What gets triggered is a similar check on the value lu_cur_val after line 131.

Did you manage to assemble the matrix that I sent and try the specific example? I do not think without looking at the specific example one can say much anyway.

If you can reproduce the issue though on your side and resolve it I think it would make Ginkgo CUDA much more useful for many applications.

Now one cannot solve anything harder (and all the cases in real applications are of that kind) with a simple ILU(0) type of preconditioner like ParILU one needs more advanced preconditioners like ParILUT.

I am not sure whether this is relevant but just an observation :

After you did the fix with the atomic load_relaxed and store_relaxed in the sweep a few weeks ago I was able to get come of my smaller examples work with Ginkgo CUDA GMRES+ParILUT which was not the case before - I was getting NaNs on all of my examples.

uboats · Answer 6 · Thu Dec 14 2023 18:36:24 GMT+0800 (China Standard Time)

If using ginkgo static lib, then it crashed at
auto par_ilu_fact = gko::factorization::ParIlut
here -> auto par_ilu = gko::share(par_ilu_fact->generate(A))

terminate called after throwing an instance of 'gko::CusparseError'
what(): /tools/ginkgo/ginkgo-git/cuda/base/cusparse_bindings.hpp:524: spgemm_work_estimation: Unknown error
Abort (core dumped)

Marcel Koch · Answer 7 · Thu Dec 14 2023 19:18:45 GMT+0800 (China Standard Time)

@uboats Are you also running this on a H100? I think our cuSPARSE exceptions might be a bit out-dated. In any case, I think this error might be due to insufficient GPU memory for the factorization. I had the same issue on my old personal GPU.

uboats · Answer 8 · Thu Dec 14 2023 19:33:46 GMT+0800 (China Standard Time)

@MarcelKoch yes, H100 (80GB)
for a smaller one (357k dim mat), error is Unrecoverable CUDA error on device 0 in deallocate:69: cudaErrorIllegalAddress: an illegal memory access was encountered

uboats · Answer 9 · Thu Dec 14 2023 19:34:15 GMT+0800 (China Standard Time)

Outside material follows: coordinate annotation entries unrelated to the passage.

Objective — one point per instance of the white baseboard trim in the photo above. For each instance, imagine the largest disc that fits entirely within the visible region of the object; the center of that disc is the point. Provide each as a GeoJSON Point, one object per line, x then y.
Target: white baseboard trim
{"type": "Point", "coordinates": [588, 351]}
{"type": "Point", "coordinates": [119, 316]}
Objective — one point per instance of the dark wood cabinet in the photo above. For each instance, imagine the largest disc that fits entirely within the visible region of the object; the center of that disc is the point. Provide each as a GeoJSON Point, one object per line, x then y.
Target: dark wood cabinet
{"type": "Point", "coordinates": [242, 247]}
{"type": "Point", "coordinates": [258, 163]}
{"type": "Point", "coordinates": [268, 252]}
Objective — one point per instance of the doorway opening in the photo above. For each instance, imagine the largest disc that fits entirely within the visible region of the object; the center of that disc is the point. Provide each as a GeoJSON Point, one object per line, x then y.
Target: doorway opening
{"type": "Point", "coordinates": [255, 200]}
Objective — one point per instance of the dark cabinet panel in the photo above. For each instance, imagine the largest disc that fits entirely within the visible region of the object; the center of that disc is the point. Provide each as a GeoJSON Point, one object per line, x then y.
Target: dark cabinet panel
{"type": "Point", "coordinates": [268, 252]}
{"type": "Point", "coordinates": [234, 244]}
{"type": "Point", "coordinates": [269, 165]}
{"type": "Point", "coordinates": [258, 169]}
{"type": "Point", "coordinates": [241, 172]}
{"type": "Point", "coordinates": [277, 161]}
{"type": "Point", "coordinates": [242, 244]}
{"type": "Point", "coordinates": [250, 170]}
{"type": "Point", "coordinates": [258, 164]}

I will try alg 3 for spgemm and see

uboats · Answer 10 · Thu Dec 14 2023 20:32:14 GMT+0800 (China Standard Time)

Tried alg2 and it works. so it's gpu memory issue that alg1 needs too much mem
Not sure whether it's cuda spgemm that cannot return correct error code or ginkgo not correctly translate it?
the error is unknown

uboats · Answer 11 · Thu Dec 14 2023 21:34:08 GMT+0800 (China Standard Time)

for parilut, can we have one more param to choose the alg?